Reputation: 115
I'm trying to make a logic vector to check if one element is equal to previous element.
vector <- c(1, 1, 2, 2, 2, 3, 3)
I'd like to check each element if it's equal to the previous, therefore the resuld should be:
FALSE TRUE FALSE TRUE TRUE FALSE TRUE
I know I could make a loop, buts it's not efficient (i have a 16 million row df). So
it's not the ideal, but is what I could manage:
for(i in 2:length(vector)) {print(vector[i] == vector[i-1])}
that would take forever. Is there any vectorized way to do that?
Upvotes: 0
Views: 3285
Reputation: 1890
Here's a data.table
answer.
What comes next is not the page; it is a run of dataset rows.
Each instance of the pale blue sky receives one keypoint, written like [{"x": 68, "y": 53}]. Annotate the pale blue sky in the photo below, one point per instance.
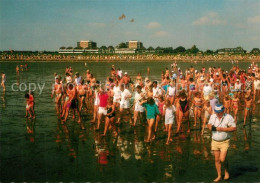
[{"x": 209, "y": 24}]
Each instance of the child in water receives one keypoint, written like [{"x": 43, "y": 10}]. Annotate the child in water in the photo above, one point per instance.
[
  {"x": 248, "y": 107},
  {"x": 29, "y": 105},
  {"x": 168, "y": 111}
]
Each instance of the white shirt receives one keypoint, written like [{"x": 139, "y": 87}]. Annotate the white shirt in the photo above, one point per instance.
[
  {"x": 171, "y": 91},
  {"x": 238, "y": 86},
  {"x": 124, "y": 94},
  {"x": 257, "y": 84},
  {"x": 156, "y": 91},
  {"x": 138, "y": 97},
  {"x": 120, "y": 73},
  {"x": 169, "y": 111},
  {"x": 207, "y": 90},
  {"x": 226, "y": 121},
  {"x": 117, "y": 92}
]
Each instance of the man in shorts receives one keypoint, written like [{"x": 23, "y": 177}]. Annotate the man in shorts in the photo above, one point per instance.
[
  {"x": 221, "y": 124},
  {"x": 3, "y": 81},
  {"x": 102, "y": 109},
  {"x": 125, "y": 102}
]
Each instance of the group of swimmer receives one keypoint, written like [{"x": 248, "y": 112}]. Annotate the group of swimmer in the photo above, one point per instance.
[{"x": 180, "y": 95}]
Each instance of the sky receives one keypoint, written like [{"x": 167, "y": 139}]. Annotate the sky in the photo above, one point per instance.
[{"x": 208, "y": 24}]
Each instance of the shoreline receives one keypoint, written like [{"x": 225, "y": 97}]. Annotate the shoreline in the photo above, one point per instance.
[{"x": 123, "y": 61}]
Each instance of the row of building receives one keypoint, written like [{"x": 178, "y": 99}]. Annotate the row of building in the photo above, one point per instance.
[
  {"x": 132, "y": 47},
  {"x": 89, "y": 46}
]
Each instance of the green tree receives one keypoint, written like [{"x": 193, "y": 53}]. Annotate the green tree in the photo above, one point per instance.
[
  {"x": 121, "y": 45},
  {"x": 193, "y": 50},
  {"x": 111, "y": 49},
  {"x": 179, "y": 49},
  {"x": 209, "y": 52}
]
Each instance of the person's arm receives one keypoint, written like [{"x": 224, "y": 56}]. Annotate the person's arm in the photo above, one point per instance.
[
  {"x": 229, "y": 129},
  {"x": 231, "y": 126},
  {"x": 211, "y": 122},
  {"x": 164, "y": 107},
  {"x": 53, "y": 90}
]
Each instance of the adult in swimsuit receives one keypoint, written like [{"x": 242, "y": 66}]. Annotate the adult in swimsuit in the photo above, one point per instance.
[{"x": 183, "y": 105}]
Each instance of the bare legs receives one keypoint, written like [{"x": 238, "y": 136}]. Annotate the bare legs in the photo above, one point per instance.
[{"x": 220, "y": 159}]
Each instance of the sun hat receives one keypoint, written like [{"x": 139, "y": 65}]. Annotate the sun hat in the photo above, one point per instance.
[{"x": 219, "y": 108}]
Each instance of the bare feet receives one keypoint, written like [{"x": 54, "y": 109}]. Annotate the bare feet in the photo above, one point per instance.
[
  {"x": 226, "y": 176},
  {"x": 146, "y": 140},
  {"x": 217, "y": 179}
]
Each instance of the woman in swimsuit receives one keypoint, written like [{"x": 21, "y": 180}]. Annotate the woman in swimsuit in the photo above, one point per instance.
[
  {"x": 235, "y": 104},
  {"x": 183, "y": 108},
  {"x": 192, "y": 87},
  {"x": 197, "y": 103},
  {"x": 207, "y": 113},
  {"x": 224, "y": 85},
  {"x": 138, "y": 80},
  {"x": 248, "y": 107},
  {"x": 227, "y": 103},
  {"x": 160, "y": 115},
  {"x": 110, "y": 117}
]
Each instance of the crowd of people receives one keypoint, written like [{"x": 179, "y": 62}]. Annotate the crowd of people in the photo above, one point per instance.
[
  {"x": 178, "y": 96},
  {"x": 182, "y": 99},
  {"x": 125, "y": 57}
]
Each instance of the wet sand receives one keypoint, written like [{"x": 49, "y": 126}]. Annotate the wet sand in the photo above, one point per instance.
[{"x": 44, "y": 150}]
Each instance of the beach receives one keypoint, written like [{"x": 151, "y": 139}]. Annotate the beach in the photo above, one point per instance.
[{"x": 55, "y": 152}]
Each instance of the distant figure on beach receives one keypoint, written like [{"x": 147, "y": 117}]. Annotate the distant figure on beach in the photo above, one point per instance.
[
  {"x": 58, "y": 91},
  {"x": 221, "y": 124},
  {"x": 29, "y": 105},
  {"x": 3, "y": 81},
  {"x": 17, "y": 69}
]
Note that the first item is really an NA. You can manually edit that one if desired.
library("data.table")
vector <- c(1, 1, 2, 2, 2, 3, 3)
df <- data.frame(original=vector)
setDT(df)
df[, prev_eq := original==shift(vector,1)]
Upvotes: 3
Reputation: 73325
We can use (better for integer vector)
c(FALSE, diff(x) == 0)
Example
x <- c(1L, 1L, 2L, 2L, 2L, 3L, 3L)
c(FALSE, diff(x) == 0)
#[1] FALSE TRUE FALSE TRUE TRUE FALSE TRUE
If your vector contains floating point numbers, this is more robust:
c(FALSE, abs(diff(x)) < .Machine$double.eps ^ 0.5)
but it will costs three times more memory and possibly three times slower than the above for really huge vector.
If you have character vector, we can use
c(FALSE, x[-1] == x[-length(x)])
It is always safe to compare strings using "=="
.
Upvotes: 7